I'm writing a parser which has some tokens that are concatenated from multiple smaller rules, using yymore()
.
If it reaches EOF before the end of this composite token, I need it to return a special error-token to the parser. This is the same problem as in this question.
The answer there suggests to convert the parser to a "push parser" to solve this.
The Bison manual makes it pretty clear how to make a push parser part but I cannot find a similar instruction on how the lexer should look.
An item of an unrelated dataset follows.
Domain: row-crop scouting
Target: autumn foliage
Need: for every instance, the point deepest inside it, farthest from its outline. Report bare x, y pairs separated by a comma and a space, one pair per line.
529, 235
Let's take the following lexer:
%option noyywrap
%{
#include <string.h>
// Stub of the parser header file:
#define GOOD_STRING 1000
#define BAD_STRING 1001
char *yylval;
%}
%x STRING
%%
\" { BEGIN(STRING); yymore(); }
<STRING>{
\" { BEGIN(INITIAL); yylval = strdup(yytext); return GOOD_STRING; }
.|\n { yymore(); }
<<EOF>> { BEGIN(INITIAL); yylval = strdup(yytext); return BAD_STRING; }
}
.|\n { return yytext[0]; }
%%
void parser_stub()
{
int token;
while ((token = yylex()) > 0) {
if (token < 1000) {
printf("%i '%c'\n", token, (char)token);
} else {
printf("%i \"%s\"\n", token, yylval);
free(yylval);
}
}
}
int main(void)
{
parser_stub();
}
It doesn't work as a pull-parser because it continues parsing after encountering EOF, which ends in an error: fatal flex scanner internal error--end of buffer missed
.
(It works if yymore()
is not used but it still technically is an undefined behavior.)
In the rule <<EOF>>
it needs to emit 2 tokens: BAD_STRING
and 0
.
How do you convert a lexer into one suitable for a push-parser?
I'm guessing it involves replacing return
s with something that pushes a token to the parser without ending yylex()
but I haven't found a mention of such function / macro.
Is this just a case of having to implement it manually, without any support built-in into Flex?